随分とまた遅れた投稿となりましたこと、大変失礼致しております。
令和5年も無事に一年を終えることができました。
随所に皆様のお力添えを頂いたこと多く、有難く心より御礼申し上げます。

11月は炉開き茶事でスタートしました。簡素な、しかしめでたい懐石に一碗のお茶で、今年も無事に炉を開けることができた喜びを分かち合いました。儀斎さんの土の炉壇には、オレンジ色に燃える炭の香りが広がりました。釜は満足したようにその上に座り、やがて湯気をたたえながらその暖かな空気で茶室を包み込みました。

その後の稽古は貴人点や且坐、貴人清次花月など、炉の基本からスタート。居舞が変わる中、風炉との違いを確認しながら行いました。ことに毎回行う初炭と後炭では、炭の大きさや本数が変わり、じっくり確認しながら勉強してゆきました。

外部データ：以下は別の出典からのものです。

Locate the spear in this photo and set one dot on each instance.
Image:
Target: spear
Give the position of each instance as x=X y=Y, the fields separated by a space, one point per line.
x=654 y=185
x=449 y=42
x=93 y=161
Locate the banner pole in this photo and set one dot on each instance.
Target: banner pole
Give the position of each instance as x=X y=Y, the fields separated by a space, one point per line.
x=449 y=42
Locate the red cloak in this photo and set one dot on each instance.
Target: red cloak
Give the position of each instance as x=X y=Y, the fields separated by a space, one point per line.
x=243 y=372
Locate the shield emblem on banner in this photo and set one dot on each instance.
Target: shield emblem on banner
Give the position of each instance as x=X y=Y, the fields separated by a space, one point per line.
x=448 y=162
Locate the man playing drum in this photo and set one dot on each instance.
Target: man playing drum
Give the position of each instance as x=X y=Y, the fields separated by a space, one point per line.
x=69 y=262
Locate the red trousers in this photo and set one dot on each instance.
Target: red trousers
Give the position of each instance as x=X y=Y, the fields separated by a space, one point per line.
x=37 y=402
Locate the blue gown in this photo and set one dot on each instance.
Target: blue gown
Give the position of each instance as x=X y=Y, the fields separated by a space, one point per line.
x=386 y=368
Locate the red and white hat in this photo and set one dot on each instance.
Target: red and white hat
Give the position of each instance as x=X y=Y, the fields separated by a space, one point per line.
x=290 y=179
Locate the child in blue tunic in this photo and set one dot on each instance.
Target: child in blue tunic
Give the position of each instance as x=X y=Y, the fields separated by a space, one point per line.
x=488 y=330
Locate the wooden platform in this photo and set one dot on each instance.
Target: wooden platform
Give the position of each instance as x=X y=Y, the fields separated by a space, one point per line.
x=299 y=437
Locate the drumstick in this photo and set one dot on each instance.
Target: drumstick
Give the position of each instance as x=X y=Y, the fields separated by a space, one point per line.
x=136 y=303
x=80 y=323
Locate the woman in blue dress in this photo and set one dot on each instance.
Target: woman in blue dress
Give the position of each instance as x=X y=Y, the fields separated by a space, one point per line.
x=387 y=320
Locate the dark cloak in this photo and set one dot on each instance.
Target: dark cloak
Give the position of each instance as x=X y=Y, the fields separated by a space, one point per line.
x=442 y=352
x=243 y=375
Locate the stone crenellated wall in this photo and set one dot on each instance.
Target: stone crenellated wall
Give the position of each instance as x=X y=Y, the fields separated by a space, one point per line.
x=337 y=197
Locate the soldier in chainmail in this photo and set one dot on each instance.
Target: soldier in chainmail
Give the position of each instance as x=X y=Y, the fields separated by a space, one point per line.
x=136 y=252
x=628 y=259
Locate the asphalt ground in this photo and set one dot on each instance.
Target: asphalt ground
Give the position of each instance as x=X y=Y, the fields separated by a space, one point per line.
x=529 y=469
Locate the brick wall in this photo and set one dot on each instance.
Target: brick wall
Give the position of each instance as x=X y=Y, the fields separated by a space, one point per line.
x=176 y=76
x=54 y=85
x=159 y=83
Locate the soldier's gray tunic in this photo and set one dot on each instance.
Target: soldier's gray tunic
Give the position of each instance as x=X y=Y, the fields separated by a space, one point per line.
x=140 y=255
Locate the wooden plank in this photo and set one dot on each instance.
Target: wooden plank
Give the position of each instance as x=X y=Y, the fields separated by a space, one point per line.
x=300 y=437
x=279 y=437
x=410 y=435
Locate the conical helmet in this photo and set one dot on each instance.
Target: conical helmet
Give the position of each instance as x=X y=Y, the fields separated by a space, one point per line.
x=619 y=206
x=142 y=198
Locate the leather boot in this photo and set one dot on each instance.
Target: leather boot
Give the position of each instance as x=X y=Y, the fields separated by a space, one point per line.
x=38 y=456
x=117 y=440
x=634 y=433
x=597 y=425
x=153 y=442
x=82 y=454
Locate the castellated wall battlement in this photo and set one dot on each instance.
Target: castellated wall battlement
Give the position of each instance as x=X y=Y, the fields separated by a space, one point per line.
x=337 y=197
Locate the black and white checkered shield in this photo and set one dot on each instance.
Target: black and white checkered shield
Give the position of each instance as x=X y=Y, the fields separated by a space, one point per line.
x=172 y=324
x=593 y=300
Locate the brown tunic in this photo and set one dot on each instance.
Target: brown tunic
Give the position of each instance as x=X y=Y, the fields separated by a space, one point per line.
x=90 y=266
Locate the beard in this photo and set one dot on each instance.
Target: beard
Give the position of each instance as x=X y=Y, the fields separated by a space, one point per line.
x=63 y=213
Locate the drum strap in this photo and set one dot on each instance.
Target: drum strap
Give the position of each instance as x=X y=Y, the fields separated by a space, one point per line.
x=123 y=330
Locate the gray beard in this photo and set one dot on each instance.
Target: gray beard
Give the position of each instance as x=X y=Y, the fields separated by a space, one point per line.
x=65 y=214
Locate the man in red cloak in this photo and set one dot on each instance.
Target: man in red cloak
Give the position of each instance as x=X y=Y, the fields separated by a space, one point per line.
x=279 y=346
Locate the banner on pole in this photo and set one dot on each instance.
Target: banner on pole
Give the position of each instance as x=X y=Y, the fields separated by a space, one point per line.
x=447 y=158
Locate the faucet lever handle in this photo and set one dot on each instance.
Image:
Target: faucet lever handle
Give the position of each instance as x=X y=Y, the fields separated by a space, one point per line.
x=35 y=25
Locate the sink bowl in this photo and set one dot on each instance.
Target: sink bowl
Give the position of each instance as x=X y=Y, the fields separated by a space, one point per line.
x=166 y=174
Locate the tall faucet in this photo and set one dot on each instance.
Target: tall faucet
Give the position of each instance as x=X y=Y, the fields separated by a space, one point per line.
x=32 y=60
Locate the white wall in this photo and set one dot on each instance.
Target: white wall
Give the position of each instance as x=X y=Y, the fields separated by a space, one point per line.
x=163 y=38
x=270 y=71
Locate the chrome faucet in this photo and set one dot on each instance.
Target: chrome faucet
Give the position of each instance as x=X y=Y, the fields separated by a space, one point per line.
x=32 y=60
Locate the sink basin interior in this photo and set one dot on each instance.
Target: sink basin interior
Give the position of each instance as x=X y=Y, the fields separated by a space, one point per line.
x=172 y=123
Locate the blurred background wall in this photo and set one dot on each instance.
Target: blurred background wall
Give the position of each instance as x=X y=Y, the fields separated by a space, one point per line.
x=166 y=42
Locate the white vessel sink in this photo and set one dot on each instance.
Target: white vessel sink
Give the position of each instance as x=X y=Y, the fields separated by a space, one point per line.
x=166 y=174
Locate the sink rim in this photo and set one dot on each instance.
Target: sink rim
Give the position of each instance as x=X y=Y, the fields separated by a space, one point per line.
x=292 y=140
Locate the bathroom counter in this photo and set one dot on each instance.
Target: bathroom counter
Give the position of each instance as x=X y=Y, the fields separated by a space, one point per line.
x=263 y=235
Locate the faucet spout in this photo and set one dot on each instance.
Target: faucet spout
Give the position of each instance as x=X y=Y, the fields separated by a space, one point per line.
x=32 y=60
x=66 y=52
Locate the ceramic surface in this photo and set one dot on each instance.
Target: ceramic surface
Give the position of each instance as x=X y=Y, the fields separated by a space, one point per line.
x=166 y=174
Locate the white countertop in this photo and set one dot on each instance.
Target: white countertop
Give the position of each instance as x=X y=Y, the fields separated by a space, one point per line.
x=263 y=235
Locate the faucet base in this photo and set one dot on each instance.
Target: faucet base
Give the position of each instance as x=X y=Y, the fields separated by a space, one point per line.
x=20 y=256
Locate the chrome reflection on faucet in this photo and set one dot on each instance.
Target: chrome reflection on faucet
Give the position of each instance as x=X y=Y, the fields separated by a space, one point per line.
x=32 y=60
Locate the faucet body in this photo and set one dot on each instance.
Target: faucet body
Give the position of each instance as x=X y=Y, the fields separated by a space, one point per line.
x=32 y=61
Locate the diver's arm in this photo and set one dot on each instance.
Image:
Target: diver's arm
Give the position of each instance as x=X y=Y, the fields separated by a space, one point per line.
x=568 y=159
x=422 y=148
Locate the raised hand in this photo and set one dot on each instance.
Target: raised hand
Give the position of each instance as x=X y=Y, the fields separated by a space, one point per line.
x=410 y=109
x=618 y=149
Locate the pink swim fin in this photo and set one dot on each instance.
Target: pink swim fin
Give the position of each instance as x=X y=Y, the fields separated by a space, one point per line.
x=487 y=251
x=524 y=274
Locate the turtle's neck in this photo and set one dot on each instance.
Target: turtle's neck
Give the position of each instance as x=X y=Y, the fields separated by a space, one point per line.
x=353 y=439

12月は荘物や長板総かざり、唐物、入子点など、点前の習得をしっかり行いました。一つ一つの点前にはそれぞれに意味があり、どのような時に行い、どのような道具の取り合わせがあって、どのように行うのが好ましいか、何に注意が必要か、深い部分の学習が必要です。単に点前の手順だけで終わってしまうのは勿体ないですし、興味深いことがたくさんありますので、学ぶことの面白さを感じて頂けたならば嬉しく思います。最後の週は、員茶をしてからのお食事会。1年間の思い出を語り合える、楽しいひと時でした。

既に新たな年が始まっております。各曜日の初釜もスタートし、良き一年の幕開けです。

本年も宜しくお願い申し上げます。